An Autochtonous Rice for Portugal: Between Gastronationalism and Slow Food
Portugal is the European country that consumes most rice per capita. And till today, they had to pay royalties outside for their seeds.
This is a very long article. If you prefer a visual cue, I have made a presentation for you—it's also at the bottom of this article! Let me know if you like it, I am playing around with new tools to transform text to visuals.
Rice in Portugal
With 16 kilos per capita, the Portuguese are the largest rice consumers in Europe, beating the Italians with risotto or the Spanish with paellas.

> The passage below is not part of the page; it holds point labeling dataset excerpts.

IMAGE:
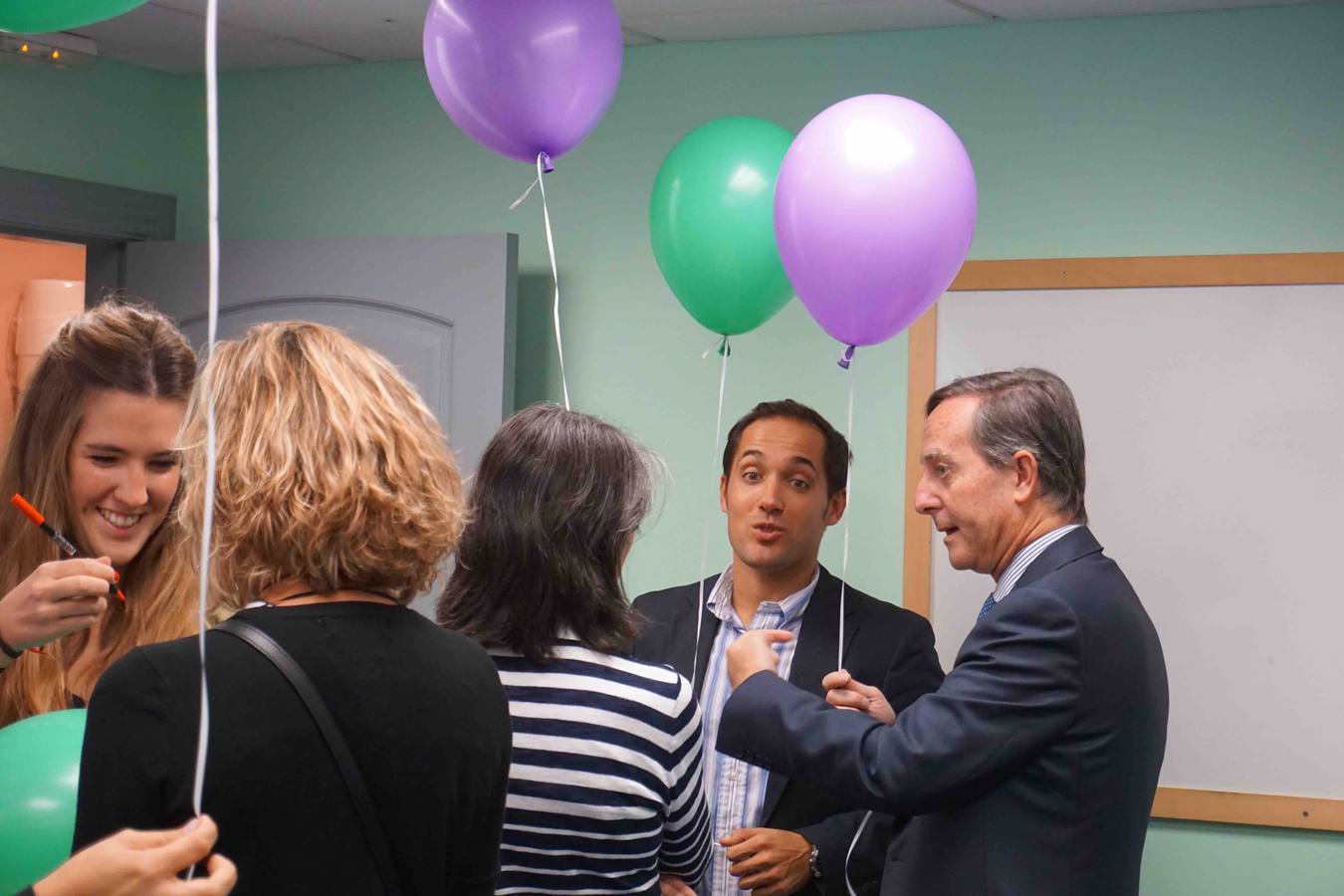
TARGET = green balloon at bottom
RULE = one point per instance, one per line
(39, 16)
(711, 222)
(39, 781)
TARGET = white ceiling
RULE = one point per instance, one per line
(277, 34)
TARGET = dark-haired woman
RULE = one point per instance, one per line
(603, 790)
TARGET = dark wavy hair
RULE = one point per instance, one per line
(556, 503)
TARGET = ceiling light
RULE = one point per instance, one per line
(62, 50)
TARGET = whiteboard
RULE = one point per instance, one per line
(1214, 423)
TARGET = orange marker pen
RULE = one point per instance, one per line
(62, 542)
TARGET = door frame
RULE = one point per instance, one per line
(103, 218)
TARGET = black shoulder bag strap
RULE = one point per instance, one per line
(373, 835)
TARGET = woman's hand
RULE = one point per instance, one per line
(57, 599)
(144, 862)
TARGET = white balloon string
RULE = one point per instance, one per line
(212, 318)
(556, 274)
(725, 349)
(844, 551)
(849, 852)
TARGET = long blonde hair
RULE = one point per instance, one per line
(331, 469)
(111, 346)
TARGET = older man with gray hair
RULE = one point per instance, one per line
(1032, 769)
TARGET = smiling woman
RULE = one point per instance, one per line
(95, 449)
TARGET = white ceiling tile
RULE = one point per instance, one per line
(233, 57)
(1043, 10)
(276, 54)
(632, 38)
(801, 19)
(402, 41)
(153, 26)
(306, 18)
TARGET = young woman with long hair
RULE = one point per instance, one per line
(605, 790)
(93, 449)
(336, 501)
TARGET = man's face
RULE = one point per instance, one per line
(776, 496)
(971, 501)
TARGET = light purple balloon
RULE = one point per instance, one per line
(874, 211)
(523, 77)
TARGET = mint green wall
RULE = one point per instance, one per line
(1162, 134)
(112, 123)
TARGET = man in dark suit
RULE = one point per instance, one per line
(784, 484)
(1032, 769)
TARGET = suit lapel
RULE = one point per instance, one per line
(813, 658)
(709, 630)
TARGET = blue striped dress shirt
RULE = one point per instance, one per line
(605, 784)
(737, 788)
(1024, 558)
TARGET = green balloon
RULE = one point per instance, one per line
(39, 781)
(41, 16)
(711, 222)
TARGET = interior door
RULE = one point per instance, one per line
(441, 308)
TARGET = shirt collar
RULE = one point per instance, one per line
(791, 606)
(1025, 557)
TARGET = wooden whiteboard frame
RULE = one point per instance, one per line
(1113, 273)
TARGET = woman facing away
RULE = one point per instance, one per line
(605, 790)
(93, 449)
(335, 503)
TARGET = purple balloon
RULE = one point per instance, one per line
(874, 211)
(523, 78)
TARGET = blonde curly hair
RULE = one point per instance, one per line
(331, 470)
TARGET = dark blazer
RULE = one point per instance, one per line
(1031, 770)
(884, 646)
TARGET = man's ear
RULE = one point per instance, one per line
(1025, 477)
(836, 506)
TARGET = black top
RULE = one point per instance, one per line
(421, 708)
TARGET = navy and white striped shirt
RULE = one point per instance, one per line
(603, 788)
(1024, 558)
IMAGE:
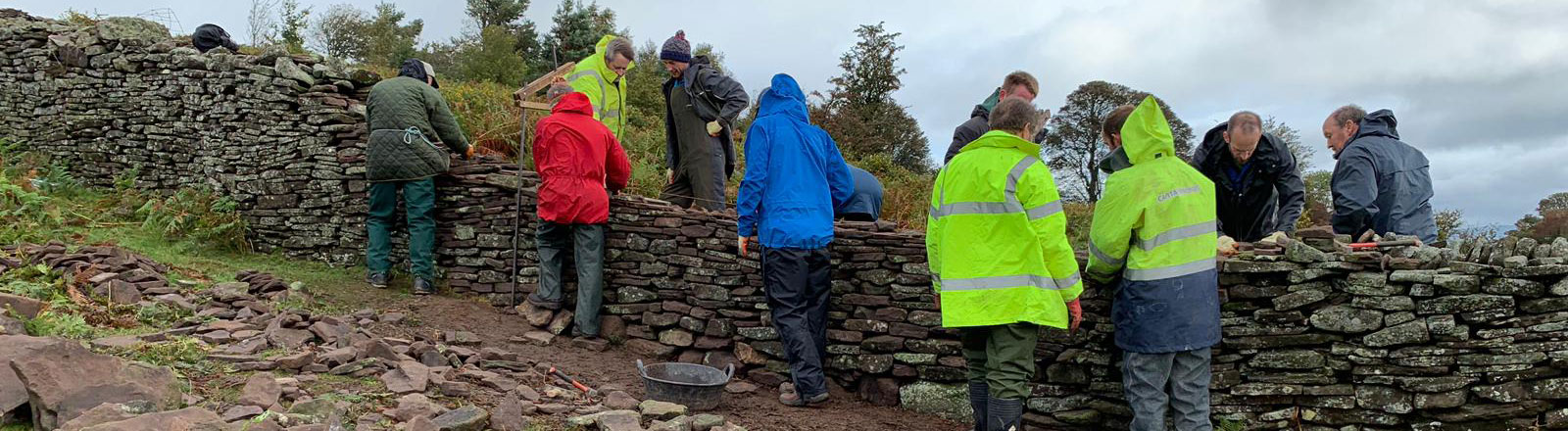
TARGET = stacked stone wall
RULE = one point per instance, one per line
(1316, 336)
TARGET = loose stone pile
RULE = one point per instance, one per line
(62, 384)
(1468, 337)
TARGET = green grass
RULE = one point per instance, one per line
(219, 265)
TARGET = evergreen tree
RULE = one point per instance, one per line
(861, 114)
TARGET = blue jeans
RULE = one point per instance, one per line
(1145, 378)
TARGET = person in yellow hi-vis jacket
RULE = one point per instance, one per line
(603, 77)
(1154, 239)
(1000, 258)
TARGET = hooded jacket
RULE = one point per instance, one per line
(1154, 229)
(1269, 195)
(211, 36)
(977, 124)
(604, 88)
(1382, 184)
(577, 161)
(713, 98)
(996, 237)
(796, 174)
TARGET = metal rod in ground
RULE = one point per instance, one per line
(516, 212)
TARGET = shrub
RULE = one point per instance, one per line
(65, 325)
(490, 118)
(196, 214)
(35, 281)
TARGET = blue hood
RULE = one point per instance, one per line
(796, 174)
(783, 98)
(1379, 122)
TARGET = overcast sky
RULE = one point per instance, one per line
(1479, 86)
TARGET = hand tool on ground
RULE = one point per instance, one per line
(579, 386)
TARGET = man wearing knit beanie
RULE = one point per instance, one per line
(702, 106)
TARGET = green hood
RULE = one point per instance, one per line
(1147, 135)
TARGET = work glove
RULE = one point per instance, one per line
(1074, 315)
(1227, 245)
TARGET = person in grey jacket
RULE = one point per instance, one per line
(1254, 176)
(866, 201)
(1016, 83)
(702, 106)
(1380, 184)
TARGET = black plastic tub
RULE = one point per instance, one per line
(698, 388)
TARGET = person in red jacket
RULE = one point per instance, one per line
(579, 162)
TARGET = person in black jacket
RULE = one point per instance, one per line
(1380, 184)
(702, 106)
(1016, 83)
(1258, 185)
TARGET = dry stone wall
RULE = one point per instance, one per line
(1316, 336)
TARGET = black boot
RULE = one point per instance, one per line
(423, 287)
(979, 392)
(1004, 414)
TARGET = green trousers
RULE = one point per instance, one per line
(419, 203)
(1001, 357)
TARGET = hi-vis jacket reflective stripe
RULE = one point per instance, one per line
(606, 90)
(996, 237)
(1154, 226)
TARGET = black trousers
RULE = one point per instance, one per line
(797, 284)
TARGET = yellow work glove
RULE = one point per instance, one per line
(1227, 245)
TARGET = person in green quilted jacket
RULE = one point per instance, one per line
(410, 122)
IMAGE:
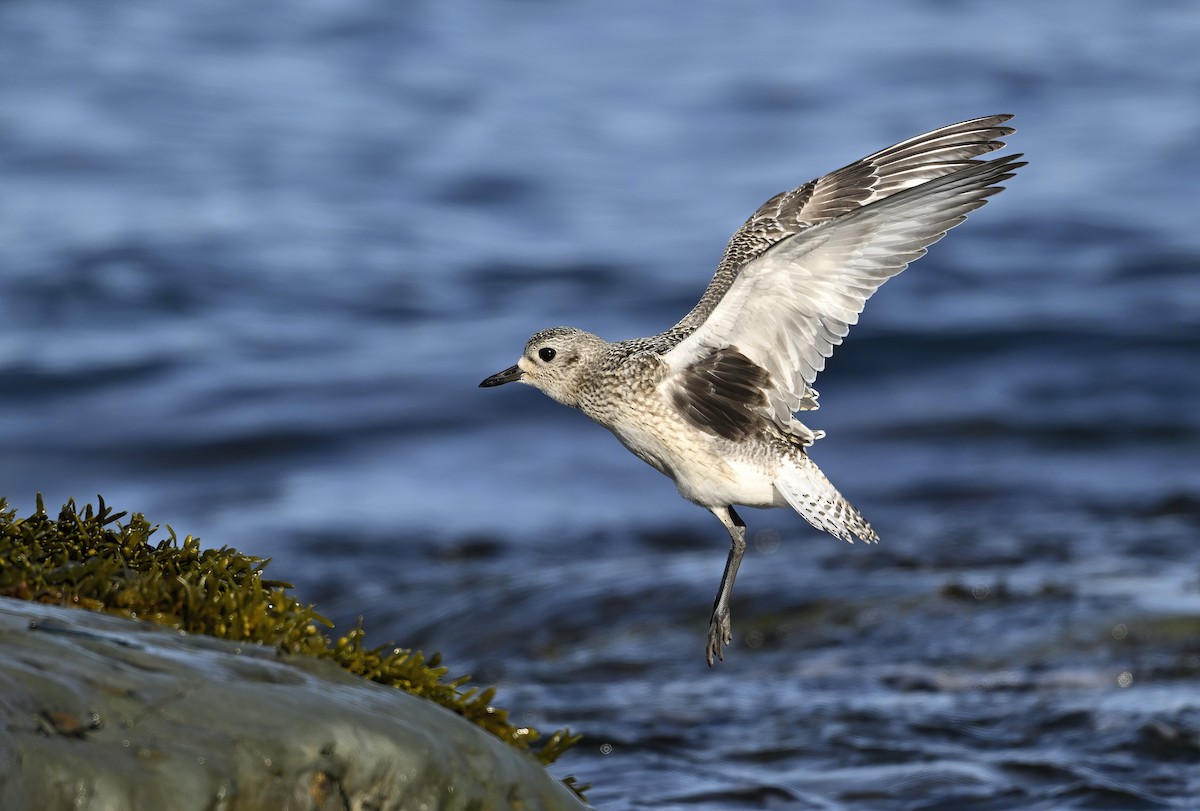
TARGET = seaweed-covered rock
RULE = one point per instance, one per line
(106, 713)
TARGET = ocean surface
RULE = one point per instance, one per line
(255, 259)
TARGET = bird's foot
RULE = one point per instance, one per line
(720, 632)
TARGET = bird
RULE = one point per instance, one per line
(712, 402)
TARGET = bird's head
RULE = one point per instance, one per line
(555, 361)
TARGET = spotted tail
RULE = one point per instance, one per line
(802, 484)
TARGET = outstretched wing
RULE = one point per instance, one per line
(876, 176)
(790, 306)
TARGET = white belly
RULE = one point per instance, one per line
(706, 469)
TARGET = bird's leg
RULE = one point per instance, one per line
(720, 629)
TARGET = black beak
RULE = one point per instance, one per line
(508, 376)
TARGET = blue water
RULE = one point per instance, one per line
(255, 259)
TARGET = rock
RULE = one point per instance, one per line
(108, 714)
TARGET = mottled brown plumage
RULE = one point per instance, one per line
(711, 402)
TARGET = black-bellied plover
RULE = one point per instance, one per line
(711, 401)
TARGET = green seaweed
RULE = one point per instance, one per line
(93, 560)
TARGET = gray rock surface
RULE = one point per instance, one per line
(107, 714)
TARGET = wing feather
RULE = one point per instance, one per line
(876, 176)
(793, 304)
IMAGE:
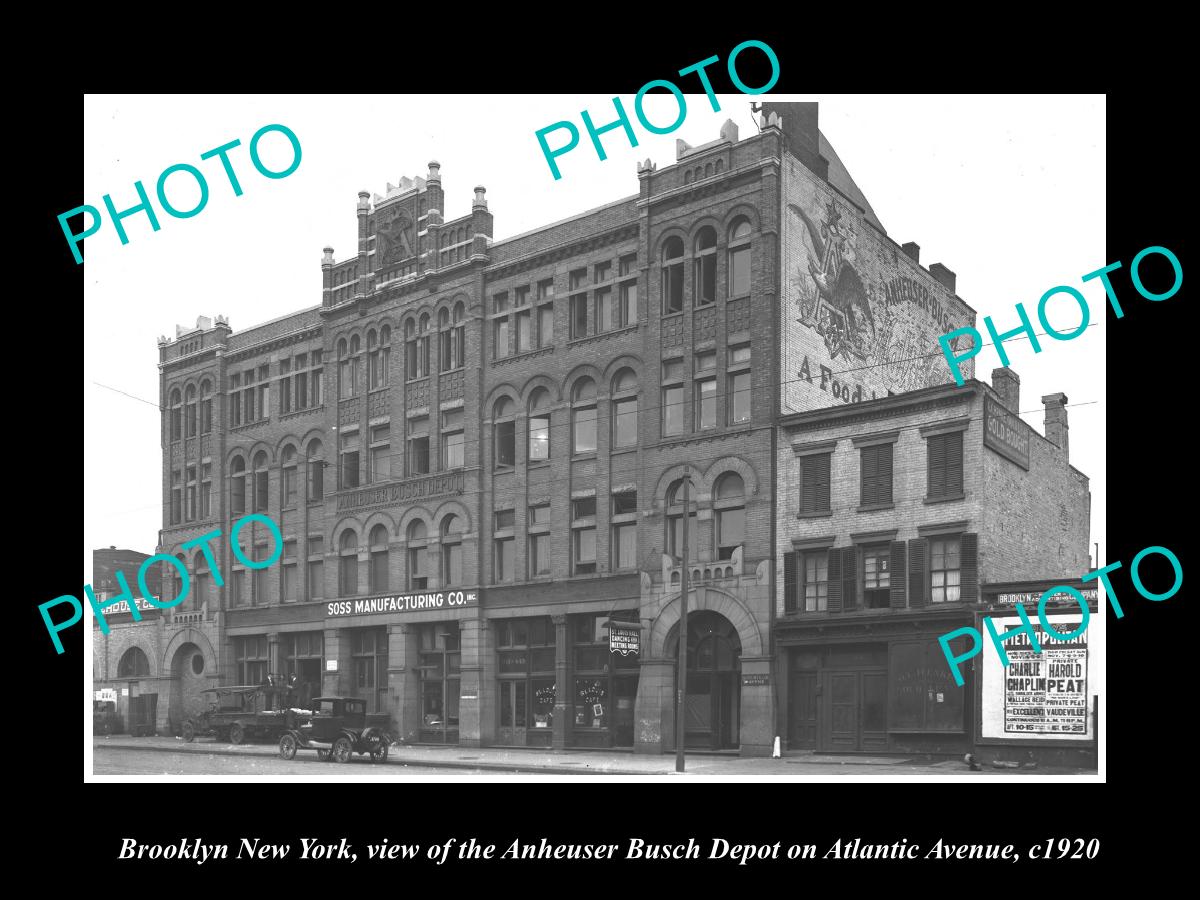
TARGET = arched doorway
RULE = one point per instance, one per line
(714, 665)
(187, 679)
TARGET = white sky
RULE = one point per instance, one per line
(1008, 192)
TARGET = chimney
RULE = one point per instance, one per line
(943, 276)
(1056, 420)
(1008, 385)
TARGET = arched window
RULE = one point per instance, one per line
(348, 564)
(238, 486)
(288, 481)
(504, 431)
(583, 417)
(675, 520)
(316, 469)
(190, 411)
(703, 282)
(624, 409)
(418, 545)
(739, 258)
(539, 425)
(133, 664)
(730, 505)
(261, 483)
(205, 407)
(177, 414)
(672, 275)
(378, 571)
(451, 551)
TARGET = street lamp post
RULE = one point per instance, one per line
(682, 678)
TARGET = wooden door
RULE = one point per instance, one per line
(803, 720)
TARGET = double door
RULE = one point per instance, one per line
(837, 711)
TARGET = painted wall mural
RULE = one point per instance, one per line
(859, 318)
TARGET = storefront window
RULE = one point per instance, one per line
(441, 659)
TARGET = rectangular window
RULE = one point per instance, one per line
(815, 571)
(585, 430)
(505, 555)
(627, 311)
(539, 553)
(815, 483)
(505, 444)
(539, 437)
(945, 568)
(453, 442)
(875, 466)
(706, 403)
(945, 465)
(501, 336)
(606, 313)
(349, 460)
(419, 445)
(545, 325)
(876, 576)
(523, 336)
(672, 411)
(583, 541)
(579, 316)
(381, 453)
(624, 546)
(738, 399)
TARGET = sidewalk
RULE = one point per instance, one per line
(580, 762)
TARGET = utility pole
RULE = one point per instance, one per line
(682, 678)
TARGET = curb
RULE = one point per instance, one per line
(427, 763)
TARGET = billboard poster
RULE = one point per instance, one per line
(859, 317)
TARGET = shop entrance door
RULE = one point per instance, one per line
(855, 718)
(513, 712)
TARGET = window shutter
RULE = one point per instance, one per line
(954, 463)
(822, 497)
(918, 573)
(897, 550)
(936, 450)
(833, 594)
(790, 585)
(969, 559)
(849, 579)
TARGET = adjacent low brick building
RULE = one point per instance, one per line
(477, 449)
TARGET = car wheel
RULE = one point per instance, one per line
(342, 749)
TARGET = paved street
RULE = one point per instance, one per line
(123, 755)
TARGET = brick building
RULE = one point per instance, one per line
(475, 450)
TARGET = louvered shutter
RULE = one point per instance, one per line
(791, 585)
(849, 579)
(918, 573)
(833, 595)
(969, 559)
(897, 550)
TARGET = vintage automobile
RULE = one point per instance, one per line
(105, 718)
(337, 727)
(245, 711)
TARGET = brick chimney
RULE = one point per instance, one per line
(943, 276)
(1008, 385)
(1056, 420)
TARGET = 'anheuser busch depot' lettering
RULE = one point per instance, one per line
(144, 204)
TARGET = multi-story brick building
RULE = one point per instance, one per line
(475, 449)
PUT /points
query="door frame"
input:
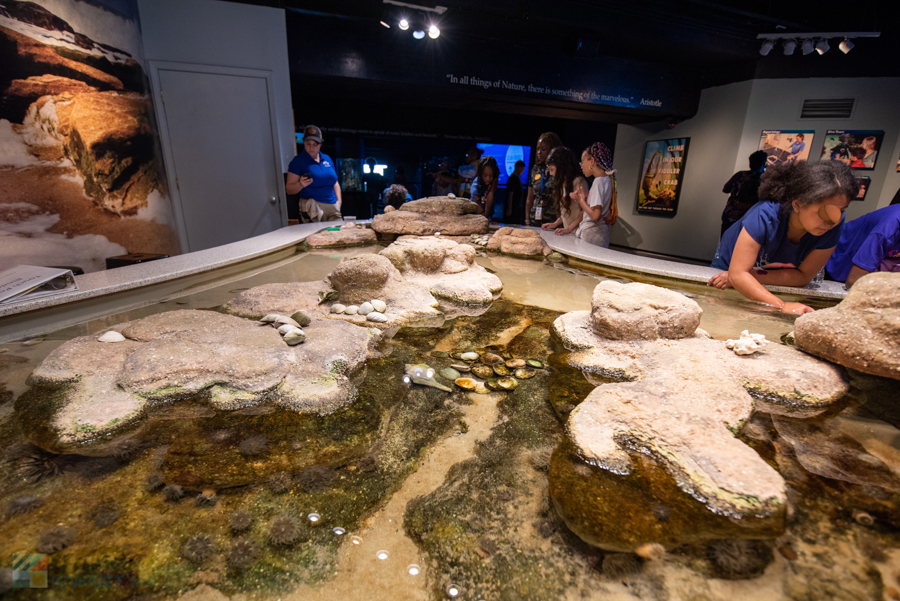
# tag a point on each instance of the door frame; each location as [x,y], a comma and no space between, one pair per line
[165,140]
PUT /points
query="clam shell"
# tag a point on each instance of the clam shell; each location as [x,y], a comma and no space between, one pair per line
[507,383]
[482,371]
[467,383]
[491,359]
[524,373]
[111,336]
[450,373]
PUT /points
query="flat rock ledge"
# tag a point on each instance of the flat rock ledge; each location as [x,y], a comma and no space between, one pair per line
[352,282]
[348,237]
[519,242]
[233,363]
[445,268]
[861,332]
[428,216]
[681,401]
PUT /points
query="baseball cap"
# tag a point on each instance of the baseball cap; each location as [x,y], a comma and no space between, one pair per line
[312,132]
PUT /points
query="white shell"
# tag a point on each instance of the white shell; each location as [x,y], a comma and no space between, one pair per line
[111,336]
[281,320]
[747,344]
[295,337]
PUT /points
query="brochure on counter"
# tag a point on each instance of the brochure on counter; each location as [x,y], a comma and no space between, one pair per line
[28,282]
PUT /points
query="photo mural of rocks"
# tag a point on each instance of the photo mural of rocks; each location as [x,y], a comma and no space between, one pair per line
[81,171]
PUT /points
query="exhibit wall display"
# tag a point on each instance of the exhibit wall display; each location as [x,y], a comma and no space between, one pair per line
[81,172]
[662,174]
[863,183]
[786,146]
[857,148]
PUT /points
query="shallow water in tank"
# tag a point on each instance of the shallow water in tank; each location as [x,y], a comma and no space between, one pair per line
[415,493]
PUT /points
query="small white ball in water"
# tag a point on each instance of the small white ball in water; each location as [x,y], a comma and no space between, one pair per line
[111,336]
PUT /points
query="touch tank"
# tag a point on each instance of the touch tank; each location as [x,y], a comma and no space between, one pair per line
[467,482]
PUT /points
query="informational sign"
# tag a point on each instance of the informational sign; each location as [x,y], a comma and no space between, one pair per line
[786,146]
[662,175]
[856,148]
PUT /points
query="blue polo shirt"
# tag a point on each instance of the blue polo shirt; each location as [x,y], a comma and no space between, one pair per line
[768,227]
[324,176]
[865,242]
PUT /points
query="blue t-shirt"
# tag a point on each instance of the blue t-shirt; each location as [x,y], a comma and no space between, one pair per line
[769,229]
[324,176]
[865,242]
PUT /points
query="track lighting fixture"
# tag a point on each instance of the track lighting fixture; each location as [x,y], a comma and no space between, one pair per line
[811,41]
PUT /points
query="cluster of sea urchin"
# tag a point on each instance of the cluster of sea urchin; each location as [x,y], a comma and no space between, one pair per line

Portuguese are the Asians of Europe. Rice is the main ingredient in starters, sausages, main dishes, soups, and desserts.
Beat that!
Portugal is also the fourth largest rice producer in the EU after Italy, Spain, and Greece. This sector has around 2,000 farmers involved in cultivation and 500 workers in the country's ten rice fields. In total, around 10,000 people are directly involved in rice production, in addition to 5,000 who are indirectly involved in processing, distribution, and marketing.
Portugal's agricultural area dedicated to rice cultivation is a vast 28,000 hectares, a testament to its commitment to this crop. This area is highly productive, yielding an impressive 5.6 tons per hectare, demonstrating this sector's potential for growth and development.
Portuguese rice production is historically rooted in Italian and Spanish varieties like Ariete, Guadiagran, Teti, Opale, Lusitano, Presto and Ronaldo but is now witnessing the emergence of unique local varieties.
Japonica Ceres, Diana, Caravela, and Indica Maçarico are all varieties born in Portugal, and it is not that they are just the new kids on the block. They also bring unique qualities and potential that not only pique the interest of researchers, farmers, and policymakers but can inspire hope for the future of rice production.
Caravela Rice
Caravela is the latest addition to the Portuguese rice varieties.
It is a long, crystalline grain. More importantly, it promises an exciting gastronomic experience, ensuring good quality that can surely excite and inspire culinary exploration.
Its story is quite interesting.
It starts with the Rice Research and Innovation Agenda, led by the Rice Competence Center—COTARROZ—and involves input from economic stakeholders in the national rice farming sector.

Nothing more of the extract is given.